In de ogen van velen staan historische landgoederen in onze tijd voor waarden als traditie en behoud – daarnaast zouden ze conserverend en statisch zijn. Zelfs als dit beeld bij menigeen bestaat, dan hoeft de praktijk daar niet mee in overeenstemming te zijn. En dat is vaak niet het geval, zo blijkt uit het onlangs verschenen boek van de Vlaamse onderzoekers Steven Heyde en Sylvie Van Damme, redacteuren van de uitgave en beiden verbonden aan de Hogeschool Gent.
Het bijzondere aan hun boek is dat daarin niet zozeer de geschiedenis van landgoederen in Europa centraal staat, maar hun toekomst. Die ligt volgens Heyde en Van Damme in het landschap, vandaar de titel van hun boek: The future of estate landscapes in Europe. Deze visie getuigt van ambitie, en dat is op zich niet verkeerd.
Dat de uitgave in het Engels is, spreekt in dat opzicht boekdelen. Innovatie, vernieuwing en aanpassing zijn sleutelbegrippen in deze studie, toegepast op de velden erfgoed, natuurbeheer, voedselproductie, sociale inclusiviteit, duurzaam toerisme, klimaatverandering en groene energie.
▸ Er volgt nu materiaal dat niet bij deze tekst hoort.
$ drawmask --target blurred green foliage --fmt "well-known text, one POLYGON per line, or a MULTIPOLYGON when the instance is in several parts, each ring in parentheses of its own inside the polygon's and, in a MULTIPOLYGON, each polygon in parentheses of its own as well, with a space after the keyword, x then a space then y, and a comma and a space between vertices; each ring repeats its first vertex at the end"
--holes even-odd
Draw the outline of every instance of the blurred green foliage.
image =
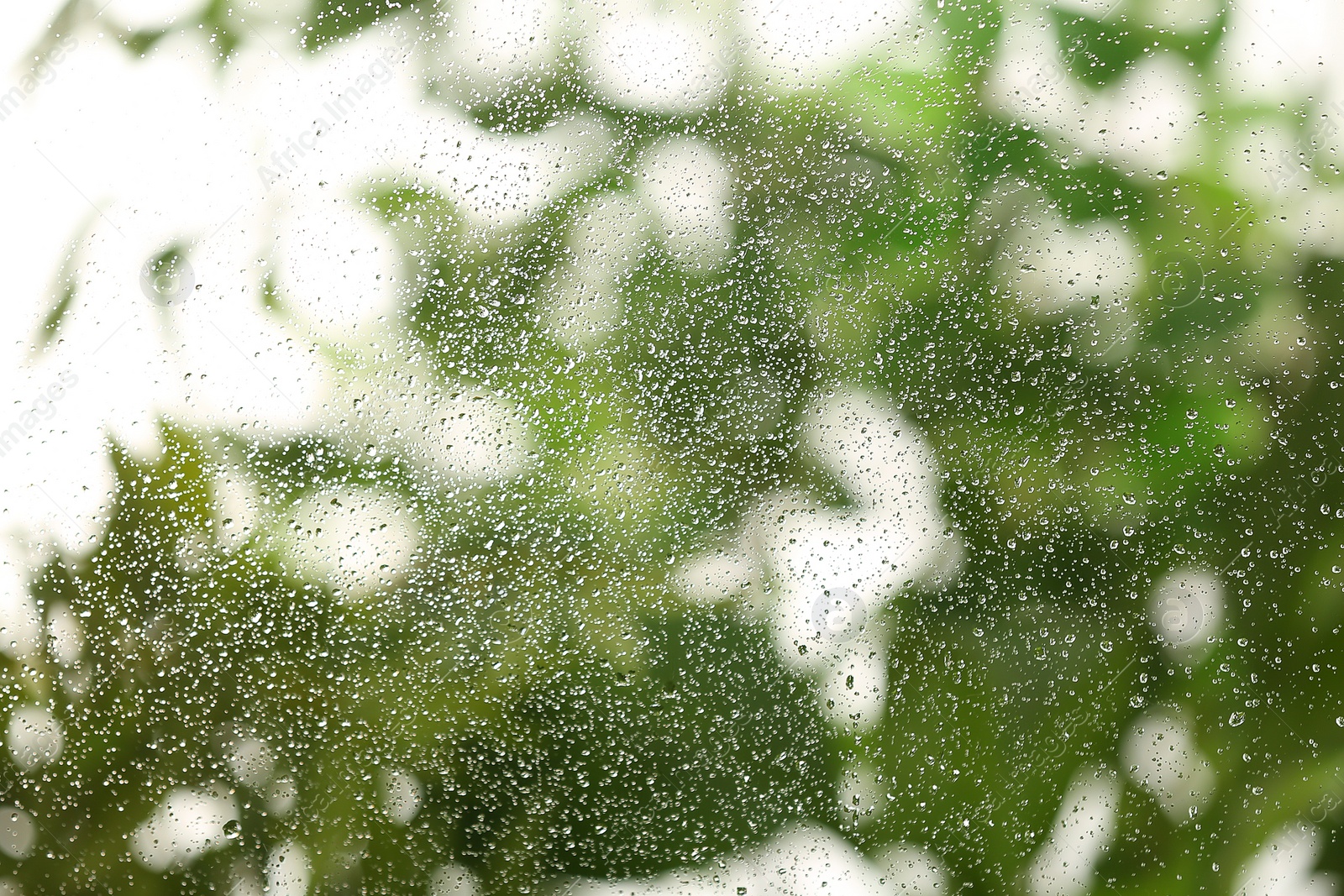
MULTIPOLYGON (((301 38, 317 51, 390 5, 319 3, 301 38)), ((605 107, 566 70, 445 98, 517 130, 589 109, 630 156, 659 134, 706 137, 753 185, 731 261, 688 271, 655 247, 622 286, 620 333, 575 357, 540 324, 535 285, 577 204, 628 187, 622 164, 495 242, 433 193, 372 196, 407 251, 407 340, 445 380, 526 408, 536 473, 433 488, 396 457, 171 422, 160 458, 118 450, 106 533, 32 586, 48 613, 85 622, 85 690, 69 693, 50 657, 4 670, 11 700, 60 708, 67 746, 50 767, 8 770, 8 799, 43 836, 39 854, 0 865, 34 893, 202 892, 238 854, 259 866, 298 838, 321 892, 410 892, 450 857, 492 893, 538 892, 706 861, 817 818, 864 850, 933 848, 958 892, 1019 892, 1077 770, 1124 772, 1129 725, 1168 707, 1193 727, 1215 795, 1179 822, 1126 785, 1097 888, 1228 891, 1238 862, 1325 793, 1344 748, 1344 270, 1285 244, 1274 210, 1212 163, 1134 177, 1071 164, 996 117, 984 78, 1003 16, 989 0, 938 3, 941 70, 864 60, 837 89, 789 98, 735 85, 694 120, 605 107), (1120 324, 1098 302, 1027 313, 1000 289, 1005 236, 982 210, 1007 188, 1070 222, 1124 222, 1146 270, 1120 324), (794 438, 835 382, 883 391, 919 423, 965 540, 954 584, 880 610, 888 712, 864 731, 823 721, 814 685, 758 622, 668 583, 672 560, 767 490, 843 500, 794 438), (765 430, 745 410, 761 383, 781 408, 765 430), (335 482, 392 489, 425 510, 430 547, 396 591, 341 603, 261 536, 211 547, 231 474, 278 508, 335 482), (183 543, 204 545, 194 564, 183 543), (1220 637, 1187 664, 1157 645, 1148 595, 1191 563, 1230 584, 1220 637), (130 862, 126 837, 168 787, 218 780, 220 732, 239 725, 276 747, 297 821, 239 786, 235 848, 180 873, 130 862), (860 759, 888 782, 871 822, 836 797, 860 759), (410 826, 376 810, 388 768, 425 785, 410 826)), ((1054 16, 1068 75, 1097 86, 1152 52, 1208 70, 1223 21, 1184 35, 1054 16)), ((223 54, 241 39, 228 4, 203 21, 223 54)), ((1200 126, 1246 114, 1214 103, 1200 126)), ((1332 845, 1327 864, 1340 856, 1332 845)))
Het is een verkennende studie, waarin negen casussen uitgebreid aan de orde komen. Voor alle negen berust het auteurschap bij Steven Heyde, slechts in een geval deelt hij dat met een ander (Stefanie Delarue). Het woord ‘Europa’ in de titel moet hier gelezen worden als West-Europa, want de casussen betreffen landgoederen in België (twee), Nederland (drie), Denemarken (drie) en het Verenigd Koninkrijk (één). Deze aantallen mogen misschien de indruk wekken dat de Lage Landen vooroplopen als het gaat om het innovatie en vernieuwing, maar niets is minder waar. Alle gekozen casussen laten namelijk zien waar kansen liggen, waar die inmiddels zijn gegrepen en hoe leerzaam ze wel niet zijn voor andere landgoederen. Zoals in nagenoeg ieder standaardwerk over kasteel, buitenplaats en landgoed de zon op locatie schijnt, blijft de toonzetting hier altijd positief. De auctor intellectualis van dit boek is zonder twijfel Steven Heyde. Hij werkte samen, zo blijkt uit de introducties van de drie delen, met nog enkele andere Vlaamse onderzoekers. Voor hij echt start met zijn case studies laat hij zich lanceren door liefst twee voorwoorden: een van de hand van collega Sylvie Van Damme, die met name het ontwerp-concept vanuit de landschapsarchitectuur benadrukt, terwijl het andere, geschreven door René Dessing – kunsthistoricus, voorzitter van sKBL en directeur van de Stichting Erfgoed Landfort – de monumentale waarde van Europese kastelen en landgoederen belicht. De lezer van Het Buiten zal vooral nieuwsgierig zijn de landgoederen die Heyde uitkoos in Nederland. Ooit waren deze in eigendom van voorname, rijke en deftige families. Et maintenant?
Geen van de drie Nederlandse good practices staat in de eerste afdeling van het boek, getiteld ‘Estate management in the 21th century’. Het Brabantse landgoed Schijf (315 ha), met jachthuis, wordt behandeld in het tweede deel, ‘Public policy and historic estates: an historical bond’. De Groninger Fraeylemaborg (23 ha), met historisch huis en het Overijssels landgoed Het Lankheet (geen historisch huis) vinden we terug in de derde afdeling: ‘The strategic role of design’, respectievelijk als voorbeelden van sociale inclusiviteit en rurale innovatie.
Dit boek sluit zeker ook aan op een trend die zich al enige tijd internationaal manifesteert: landgoederen in een vergelijkend perspectief plaatsen, opdat er met meer creativiteit en durf over hun toekomstige uitdagingen kan worden nagedacht gedebatteerd.
Yme Kuiper
Steven Heyde en Sylvie Van Damme, The future of estate landscapes in Europe.
Gent: Blauwdruk Publishers, 2022, 160 p., ill.